Biopharma stages a strong recovery
After the first half of 2017 biopharma investors are in a position to be exuberant, the threat of US price controls that have overshadowed the sector for a year have largely disappeared…
After the first half of 2017, EvaluatePharma reports the healthy recovery of the US biopharmaceuticals industry.
Biopharma investors are in a position to be exuberant, the threat of US price controls that have overshadowed the sector for a year have largely disappeared. The pricing debate has fizzled to proposals for regulatory relief, increased competition and value-based pricing, news of which sent the US biotech index by late June to its highest point since the end of 2015.
IPOs roar back
The second-quarter stock market surge for biopharma found a parallel in initial public offerings (IPOs) of development-stage companies, with new issues exceeding $1bn. This made for the strongest IPO quarter in nearly two years, a counterpoint to a first quarter so moribund it recalled preboom times. The resurgence has been driven by the US, which in Biohaven’s $168m float saw the biggest IPO of 2017 so far. It will not go unnoticed that the third quarter of 2015, the last time the $1bn mark was breached, came just after the peak of biotech’s bull run, and that the Nasdaq biotech index last month hit its highest point since the end of 2015.
Approvals looking better
After a lull in 2016, the U.S Food and Drugs Administration (FDA) approvals look to be back on trend. As of July 19, 28 new drugs had been approved, exceeding the total of 2016 and putting this year on track for as many as 43 new chemical or biological approvals . This would be close to the typical total of the past five years and ought to put to rest any fears of a regulatory or innovative slowdown.

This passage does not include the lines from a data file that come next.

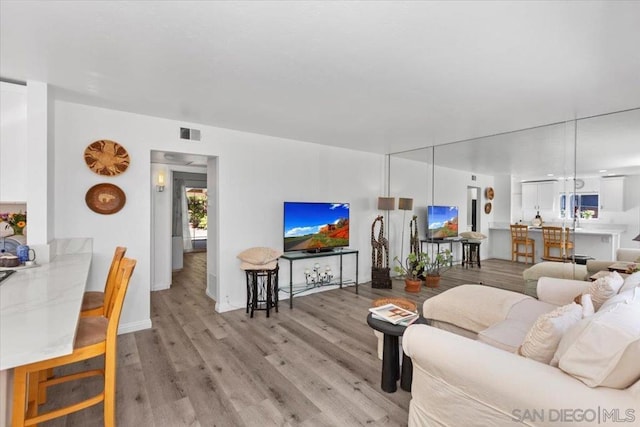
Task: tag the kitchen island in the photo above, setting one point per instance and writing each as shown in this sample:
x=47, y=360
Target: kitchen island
x=597, y=243
x=39, y=312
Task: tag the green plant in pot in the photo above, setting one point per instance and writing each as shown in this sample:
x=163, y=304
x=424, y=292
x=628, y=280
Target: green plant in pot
x=433, y=267
x=421, y=266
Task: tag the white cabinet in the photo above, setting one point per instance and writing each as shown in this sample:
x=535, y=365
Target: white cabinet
x=612, y=194
x=539, y=197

The allure of oncology shows no sign of weakening, as the year has seen the launch of Novartis’s Rydapt and Kisquali, Boehringer Ingelheim’s Bavencio and Astrazeneca’s Imfinzi – the last two demonstrating the particular pull of immunooncology.
The first half of 2017 certainly saw no shortage of new drug approvals, suggesting healthy R&D productivity. On the other hand, private payers have talked tough about the costs of new drugs, and with the expected premier of one of the most complex oncology projects yet in Novartis’s CAR-T therapy for leukaemia later this year, these discussions will not go away.
Therapies costing thousands of dollars a year for common conditions like heart disease and hundreds of thousands of dollars for rare or life-threatening conditions like muscular dystrophy or cancer are taking a toll on health insurers, and they are rightly seeking some constraints, just as they do with hospitals, doctors and other medical professionals. As long as there is a conflict between biopharma’s overarching goals – generating returns by delivering heath improving scientific innovation – and customers’ desire to pay only for provably cost-effective therapies, the sustainability of 2017’s recovery will always be in question.